While all of the Bachna boys developed life-long relationships with Sokol organizations and with Ceska-Sin Sokol Hall, the relationship that one of them developed was to have an enormous impact on the development of college gymnastics in northeast Ohio. Rudy Bachna, whose competitive career was derailed at age 9 when he suffered a crippling injury to his left hand, founded the gymnastic program at Kent State University in 1959. It was the first such college program in northeast Ohio and it quickly became successful, serving as a model for college gymnastic programs across the country. Rudy trained a number of Pan-American and Olympic gymnasts, including Betty Jean Maycock, who won a gold medal at the 1960 Pan-American games and participated in the 1960 Olympics in Rome. In 1980, in recognition of his contributions to college gymnastics, Rudy Bachna was inducted into the Greater Cleveland Sports Hall of Fame. In 1993, two years after his retirement, he and his wife Janet, also a gymnastics coach, were inducted into the Kent State University Hall of Fame.

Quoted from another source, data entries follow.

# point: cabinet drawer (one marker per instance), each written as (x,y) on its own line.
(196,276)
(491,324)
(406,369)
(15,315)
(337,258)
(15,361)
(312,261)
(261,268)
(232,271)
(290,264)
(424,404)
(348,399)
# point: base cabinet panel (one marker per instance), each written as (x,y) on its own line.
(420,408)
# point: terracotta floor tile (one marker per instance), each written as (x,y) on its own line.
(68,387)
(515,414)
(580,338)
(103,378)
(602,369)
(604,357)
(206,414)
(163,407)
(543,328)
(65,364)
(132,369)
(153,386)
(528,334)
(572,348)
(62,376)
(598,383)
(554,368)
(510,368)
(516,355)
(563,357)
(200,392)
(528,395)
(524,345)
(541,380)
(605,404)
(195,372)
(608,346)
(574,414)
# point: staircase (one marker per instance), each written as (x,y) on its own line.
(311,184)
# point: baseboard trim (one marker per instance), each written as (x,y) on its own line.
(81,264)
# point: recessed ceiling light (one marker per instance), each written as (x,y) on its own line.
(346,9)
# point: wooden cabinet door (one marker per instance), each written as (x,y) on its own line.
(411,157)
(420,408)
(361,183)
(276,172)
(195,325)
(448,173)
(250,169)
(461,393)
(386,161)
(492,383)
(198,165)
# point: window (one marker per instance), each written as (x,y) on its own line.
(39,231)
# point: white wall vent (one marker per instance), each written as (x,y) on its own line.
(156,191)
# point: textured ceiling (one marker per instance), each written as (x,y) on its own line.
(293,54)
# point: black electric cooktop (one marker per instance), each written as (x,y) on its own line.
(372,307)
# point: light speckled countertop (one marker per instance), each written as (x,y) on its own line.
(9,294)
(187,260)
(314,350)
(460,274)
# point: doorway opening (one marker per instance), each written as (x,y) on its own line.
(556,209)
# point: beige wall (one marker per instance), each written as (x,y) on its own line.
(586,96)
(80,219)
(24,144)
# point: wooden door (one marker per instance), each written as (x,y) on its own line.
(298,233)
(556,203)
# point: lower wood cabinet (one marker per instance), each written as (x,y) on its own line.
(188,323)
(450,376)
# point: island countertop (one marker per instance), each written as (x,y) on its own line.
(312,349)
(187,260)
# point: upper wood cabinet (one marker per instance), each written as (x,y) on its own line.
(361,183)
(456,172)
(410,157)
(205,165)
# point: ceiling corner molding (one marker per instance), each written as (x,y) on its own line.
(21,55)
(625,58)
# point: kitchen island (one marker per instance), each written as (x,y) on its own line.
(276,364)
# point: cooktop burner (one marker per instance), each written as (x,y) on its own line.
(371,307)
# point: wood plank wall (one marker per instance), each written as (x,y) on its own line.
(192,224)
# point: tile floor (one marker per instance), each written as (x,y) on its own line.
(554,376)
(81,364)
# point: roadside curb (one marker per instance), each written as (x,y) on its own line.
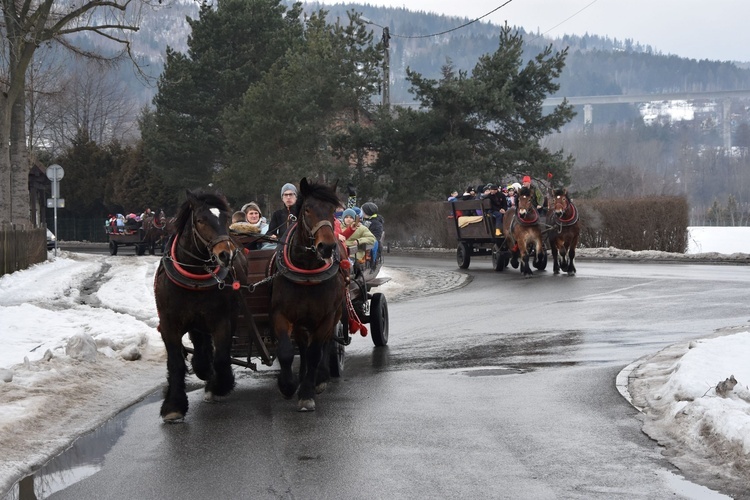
(623,379)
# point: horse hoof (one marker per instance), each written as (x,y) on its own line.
(306,405)
(173,418)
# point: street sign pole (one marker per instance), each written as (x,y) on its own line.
(55,174)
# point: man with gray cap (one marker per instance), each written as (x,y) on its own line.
(280,220)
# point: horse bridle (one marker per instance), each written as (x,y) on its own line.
(314,229)
(209,245)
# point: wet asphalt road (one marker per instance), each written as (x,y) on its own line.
(504,388)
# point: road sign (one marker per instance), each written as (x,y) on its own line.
(51,202)
(55,172)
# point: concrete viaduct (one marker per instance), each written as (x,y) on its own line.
(725,96)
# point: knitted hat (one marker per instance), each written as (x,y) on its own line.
(252,205)
(369,209)
(288,187)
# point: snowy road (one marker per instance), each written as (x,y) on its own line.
(503,385)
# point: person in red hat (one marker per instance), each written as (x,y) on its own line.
(536,195)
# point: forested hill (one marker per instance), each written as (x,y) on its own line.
(596,65)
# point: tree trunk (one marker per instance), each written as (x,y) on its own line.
(5,170)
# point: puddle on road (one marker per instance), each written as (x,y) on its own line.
(84,458)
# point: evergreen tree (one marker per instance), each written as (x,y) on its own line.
(231,46)
(88,168)
(486,126)
(287,122)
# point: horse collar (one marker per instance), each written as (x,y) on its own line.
(184,278)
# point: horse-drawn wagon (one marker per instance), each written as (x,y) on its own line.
(305,296)
(255,337)
(148,234)
(474,229)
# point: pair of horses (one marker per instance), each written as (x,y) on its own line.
(525,237)
(199,285)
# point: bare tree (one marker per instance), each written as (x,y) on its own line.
(92,100)
(27,24)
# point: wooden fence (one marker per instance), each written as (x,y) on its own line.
(21,248)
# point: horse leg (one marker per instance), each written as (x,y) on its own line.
(323,373)
(313,354)
(571,257)
(175,404)
(202,354)
(222,381)
(285,353)
(555,262)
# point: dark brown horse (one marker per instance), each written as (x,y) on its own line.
(522,232)
(564,232)
(194,295)
(308,294)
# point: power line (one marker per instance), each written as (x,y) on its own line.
(563,21)
(446,31)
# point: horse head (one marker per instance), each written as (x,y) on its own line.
(560,201)
(317,203)
(203,226)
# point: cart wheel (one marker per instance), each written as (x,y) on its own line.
(379,319)
(337,353)
(541,264)
(499,261)
(463,255)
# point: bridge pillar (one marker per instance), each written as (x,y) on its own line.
(727,118)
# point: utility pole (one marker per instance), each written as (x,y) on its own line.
(386,69)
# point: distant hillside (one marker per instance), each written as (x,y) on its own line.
(596,65)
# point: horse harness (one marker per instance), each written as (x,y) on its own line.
(561,222)
(286,268)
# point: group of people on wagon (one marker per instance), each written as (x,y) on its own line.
(119,223)
(502,198)
(354,226)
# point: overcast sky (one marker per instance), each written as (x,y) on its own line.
(715,29)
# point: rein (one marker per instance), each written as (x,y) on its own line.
(179,275)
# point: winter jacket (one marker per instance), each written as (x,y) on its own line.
(375,225)
(357,237)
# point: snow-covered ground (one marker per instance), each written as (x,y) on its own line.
(80,343)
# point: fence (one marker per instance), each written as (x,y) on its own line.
(80,229)
(21,248)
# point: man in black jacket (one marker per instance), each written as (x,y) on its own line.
(282,219)
(498,203)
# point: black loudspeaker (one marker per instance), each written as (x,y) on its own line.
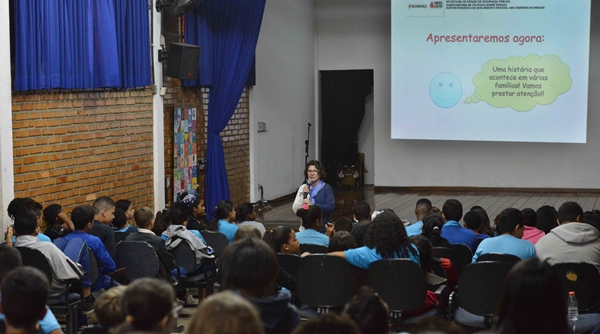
(183,61)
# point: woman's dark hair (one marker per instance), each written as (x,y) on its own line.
(432,227)
(388,236)
(341,241)
(546,218)
(145,302)
(368,312)
(249,265)
(425,251)
(243,211)
(529,217)
(532,300)
(161,222)
(310,216)
(223,209)
(319,166)
(120,219)
(123,204)
(278,237)
(485,227)
(51,213)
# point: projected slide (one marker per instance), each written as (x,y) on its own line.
(490,70)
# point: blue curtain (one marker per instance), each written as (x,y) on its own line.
(227,32)
(74,44)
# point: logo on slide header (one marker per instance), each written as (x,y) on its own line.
(432,5)
(425,8)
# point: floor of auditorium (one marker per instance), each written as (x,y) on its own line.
(280,212)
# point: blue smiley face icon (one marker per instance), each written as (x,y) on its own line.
(445,90)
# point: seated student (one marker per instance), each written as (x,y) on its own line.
(148,305)
(225,313)
(546,218)
(329,323)
(24,295)
(282,239)
(341,224)
(225,216)
(362,214)
(119,224)
(144,220)
(108,307)
(127,207)
(57,222)
(530,232)
(386,239)
(312,221)
(247,231)
(83,219)
(62,267)
(432,230)
(572,241)
(245,215)
(10,259)
(341,241)
(532,301)
(452,230)
(196,211)
(368,311)
(422,209)
(508,241)
(14,207)
(485,227)
(177,226)
(105,213)
(250,268)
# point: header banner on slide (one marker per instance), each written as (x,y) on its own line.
(490,70)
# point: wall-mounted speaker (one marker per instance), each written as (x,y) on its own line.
(183,61)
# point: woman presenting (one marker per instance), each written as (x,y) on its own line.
(316,192)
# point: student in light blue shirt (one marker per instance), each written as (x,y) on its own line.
(312,221)
(386,239)
(510,228)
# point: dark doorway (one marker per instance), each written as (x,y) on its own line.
(343,95)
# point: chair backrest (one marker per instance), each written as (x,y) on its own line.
(289,262)
(34,258)
(500,257)
(323,281)
(451,255)
(184,256)
(313,249)
(465,255)
(120,236)
(399,282)
(139,258)
(480,287)
(94,272)
(583,279)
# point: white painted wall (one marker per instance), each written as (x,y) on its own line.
(355,34)
(6,148)
(284,97)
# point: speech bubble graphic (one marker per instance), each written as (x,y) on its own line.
(521,83)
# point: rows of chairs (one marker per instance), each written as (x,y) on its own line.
(322,283)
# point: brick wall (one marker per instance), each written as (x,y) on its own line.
(71,147)
(235,136)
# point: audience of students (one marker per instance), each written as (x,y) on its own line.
(225,313)
(246,215)
(508,241)
(572,241)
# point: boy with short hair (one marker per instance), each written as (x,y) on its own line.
(105,209)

Today, Sokol gymnasts still train at Ceska Sin Sokol Hall and are still competitive, much like the Bachna boys were more than a half-century earlier. And while their numbers are smaller, these Sokol-trained gymnasts have continued over the years to contribute to northeast Ohio, sometimes in fields other than gymnastics. In 1969, when 17-year-old Peter Sikora, a west side Sokol member of Ceska Sin Sokol Hall, suffered a trampoline accident at St. Ignatius High School that left him a quadriplegic for life, his days as a gymnast were over. But in the Sokol tradition of developing a sound mind as well as a sound body, Peter went on to college and then to law school. He became a lawyer and then a Cuyahoga County Juvenile Court judge in 1989, where he served for 23 years until his death in 2012. Like Rudy Bachna, Judge Sikora too found a way to contribute to his community despite his physical limitations, just as his early gymnastic training at Ceska Sin Sokol Hall would have taught him to do.